Effects of thyroid deficiency at birth on deoxyribonucleic acid synthesis and deoxythymidine kinase activity in the developing rat brain
- PMID: 658847
- DOI: 10.1111/j.1440-1819.1978.tb02789.x
Effects of thyroid deficiency at birth on deoxyribonucleic acid synthesis and deoxythymidine kinase activity in the developing rat brain
Abstract
In thyroid deficiency at birth, the endogenous pool sizes of cellular dTTP did not change much in the cerebellum, cerebrum and brain stem at the whole ages studied, but the specific radioactivities of dTTP, at 2 hours after the subcutaneous injection of [3H]-thymidine, apparently increased only in the cerebellum on the 14th and 21st days as compared with the normal controls. The highest rate of DNA synthesis in vivo, expressed in terms of the specific radioactivity ratio of DNA to dTTP, was observed at the four-day-old normal rat cerebellum, and in the thyroid deficiency it appeared to shift between seven and 14 days of age. On the other hand, no apparent effects of thyroid deprivation on the rates of both the cerebrum and brain stem were found.
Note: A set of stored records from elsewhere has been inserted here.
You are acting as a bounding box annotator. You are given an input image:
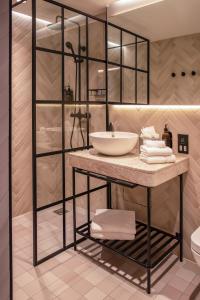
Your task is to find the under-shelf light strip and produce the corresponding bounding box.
[112,103,200,110]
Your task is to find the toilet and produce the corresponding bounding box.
[191,227,200,266]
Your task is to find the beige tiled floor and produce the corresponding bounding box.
[13,206,200,300]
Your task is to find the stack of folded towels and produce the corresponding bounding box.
[140,127,176,164]
[90,209,136,240]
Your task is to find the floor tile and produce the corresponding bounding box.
[85,287,106,300]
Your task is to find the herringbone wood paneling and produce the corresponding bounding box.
[12,13,32,216]
[0,0,11,300]
[111,107,200,258]
[151,34,200,104]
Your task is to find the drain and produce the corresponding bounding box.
[54,208,69,216]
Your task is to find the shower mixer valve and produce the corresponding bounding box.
[70,111,91,120]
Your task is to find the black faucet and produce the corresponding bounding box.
[108,122,115,137]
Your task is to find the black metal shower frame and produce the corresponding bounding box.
[32,0,150,266]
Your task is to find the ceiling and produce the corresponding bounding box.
[13,0,200,41]
[110,0,200,41]
[12,0,113,15]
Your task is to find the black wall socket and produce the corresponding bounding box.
[178,134,189,154]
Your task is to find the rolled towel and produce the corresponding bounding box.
[90,209,136,235]
[140,145,173,156]
[143,139,166,148]
[91,232,135,241]
[140,154,176,164]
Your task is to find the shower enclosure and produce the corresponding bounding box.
[26,0,149,266]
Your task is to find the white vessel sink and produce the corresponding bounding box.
[90,131,138,156]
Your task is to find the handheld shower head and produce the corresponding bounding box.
[65,41,73,50]
[65,41,77,62]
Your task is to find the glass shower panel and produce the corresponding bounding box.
[108,65,120,102]
[122,68,135,103]
[107,25,121,64]
[137,39,148,71]
[37,205,63,259]
[36,1,62,51]
[88,18,106,60]
[89,60,106,101]
[65,154,87,198]
[36,51,62,101]
[64,9,86,56]
[122,32,136,68]
[37,154,63,207]
[137,72,148,104]
[36,104,62,154]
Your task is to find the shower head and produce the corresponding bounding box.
[65,41,77,63]
[47,22,65,31]
[65,41,74,52]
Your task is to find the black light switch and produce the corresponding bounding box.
[178,134,189,154]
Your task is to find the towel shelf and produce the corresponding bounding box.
[72,167,183,294]
[76,221,179,268]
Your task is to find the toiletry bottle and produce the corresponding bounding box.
[162,124,172,148]
[65,84,74,102]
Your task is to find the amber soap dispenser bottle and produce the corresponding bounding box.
[162,124,172,148]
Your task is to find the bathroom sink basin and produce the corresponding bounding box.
[90,131,138,156]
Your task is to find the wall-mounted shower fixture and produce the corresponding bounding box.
[65,41,84,63]
[70,109,91,119]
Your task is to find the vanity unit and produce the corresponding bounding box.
[68,149,189,293]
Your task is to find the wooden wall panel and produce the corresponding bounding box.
[0,0,10,300]
[12,12,32,216]
[111,107,200,259]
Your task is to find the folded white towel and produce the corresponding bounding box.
[141,126,159,139]
[140,154,176,164]
[140,145,173,156]
[143,139,166,148]
[91,232,135,241]
[90,209,136,235]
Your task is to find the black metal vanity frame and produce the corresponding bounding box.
[72,167,183,294]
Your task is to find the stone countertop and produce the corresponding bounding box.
[67,149,189,187]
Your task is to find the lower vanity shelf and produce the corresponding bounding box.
[68,149,189,294]
[76,221,179,268]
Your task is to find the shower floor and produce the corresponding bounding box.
[13,203,200,300]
The results suggest that a temporal alteration of DNA synthesis as well as thymidine metabolism occurred by thyroid deficiency was confined to the cerebellum in the early postnatal development of rats. Indeed, cerebellar thymidine kinase activity, related to DNA synthesis, also displayed a concomitant delay in thyroid deficiency to the characteristic age-dependence of DNA synthesis. No significant difference between normal and thyroidectomized rats was revealed in this respect on both the cerebrum and brain stem throughout the experimental periods.